Author: Russell Higham
View album and artist detailsArtist/band: |
Mdou Moctar |
Label: |
Matador Records |
Magazine Review Date: |
July/2021 |
The last album by Mdou Moctar, often dubbed ‘the Hendrix of the Sahara,’ was a devastatingly deadly assault by electric guitar. Afrique Victime is more of a sustained aggravated assault; the body-shaking chords and left-handed guitar mastery are all still there to relish but the manic genius and euphoric chaos that made the previous album Ilana (The Creator) so utterly raw and exciting have been replaced by a polished and somewhat more predictable professionalism. Moctar (real name Mahamadou Souleymane) made his name just over a decade ago, leaving behind his village in Niger to record tracks in Sokoto, Nigeria, which were distributed on mobile phone memory cards and swapped by users throughout Africa, as was the main way music was distributed on the continent back then. Moctar has developed something of a cult following since those early days and there’s an awful lot of hype to live up to now.

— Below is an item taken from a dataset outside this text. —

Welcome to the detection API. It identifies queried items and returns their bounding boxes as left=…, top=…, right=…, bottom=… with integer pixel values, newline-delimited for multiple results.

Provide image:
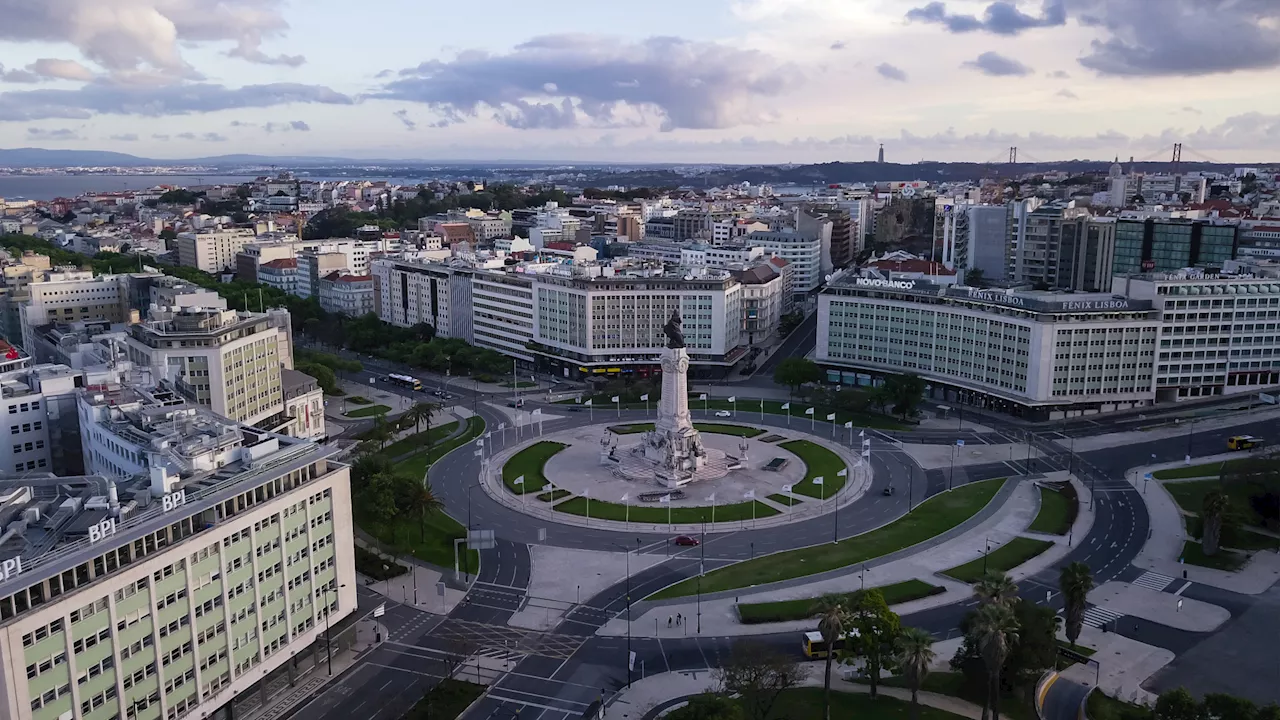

In a nostalgic throwback to simpler times, Afrique Victime is available pre-loaded onto an old-school Nokia phone (as well as via all the usual methods). The title-track and ‘Asdikte Akal’ keep the promise of the old Moctar: blistering chords, frenetic riffs, pure funkadelic energy influenced by 80s Western rock, delivered with contemporary Touareg style. And the track ‘Bismilahi Atagah’ is a future stadium anthem, if ever there was one. The remainder of the album’s tracks, however, have the tendency to meld into a shifting, shapeless mass. Like the sand dunes of the Sahara itself, Mdou Moctar is still scorchingly hot; he just needs to be careful about overexposure.